Aspergillus flavus, most known for hanging around cursed mummies, is getting a chance to clean up its act. The fungus, thought to be behind the deaths of several archaeologists who came into contact with it after opening Tutankhamun’s tomb in 1922, now shows promise as a synthesizer of powerful cancer-killing molecules.
In a recent article published in Nature Chemical Biology, researchers describe a new class of fungal proteins with activity against human leukemia cells. The molecules were identified in A. flavus and belong to the RiPP category: ribosomally synthesized and post-translationally modified peptides. While bacterial RiPPs are a well-known and growing category of potentially therapeutic molecules, fungal RiPPs remain comparatively undercharacterized. This is in part, the authors say, due to the inaccuracy of earlier detection techniques, which misidentified many fungal RiPPs as non-ribosomal. Progress in fungal genome sequencing and bioinformatic analysis has helped to solve this problem.

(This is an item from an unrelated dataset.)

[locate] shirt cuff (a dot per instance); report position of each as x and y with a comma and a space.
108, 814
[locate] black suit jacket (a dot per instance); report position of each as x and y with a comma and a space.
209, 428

The research team, led by scientists at the University of Pennsylvania, started with 12 species of Aspergillus after previous studies pointed to the genus as a promising source of new RiPPs. The team grew each of the fungi on ten different food sources, or media, because a fungus might only produce a specific molecule when given a particular diet. After letting them grow, the researchers collected the entire chemical "soup" of molecules produced by each fungus. Using a machine that sorts by weight, they sifted through thousands of compounds. A small group of molecules produced by A. flavus stood out; when these molecules were fragmented, the resulting pieces were identifiable amino acids, the fundamental building blocks of all proteins, including RiPPs. Bioinformatic predictions then indicated that a gene in A. flavus, called ApgA, was likely responsible for RiPP production. To test if the interesting molecules could be RiPPs encoded by ApgA, the team genetically edited A. flavus to remove this gene. Production of the molecules of interest stopped, confirming they were indeed RiPPs coded for by the ApgA gene.
With the molecules’ genetic origin confirmed, the researchers could begin to study the compounds in detail. They isolated four distinct versions, asperigimycins A-D, and revealed a complex molecular structure built around a core of seven interlocking rings. When the team tested the compounds against human cancer cells, they found that asperigimycins C and D were effective against several leukemia cell lines, while asperigimycins A and B were inactive. This difference in activity allowed the researchers to identify a molecular feature responsible for anticancer activity: the potent asperigimycins possessed a chemical modification, a pyroglutamate group, at their N-terminus, the peptide chain’s starting point.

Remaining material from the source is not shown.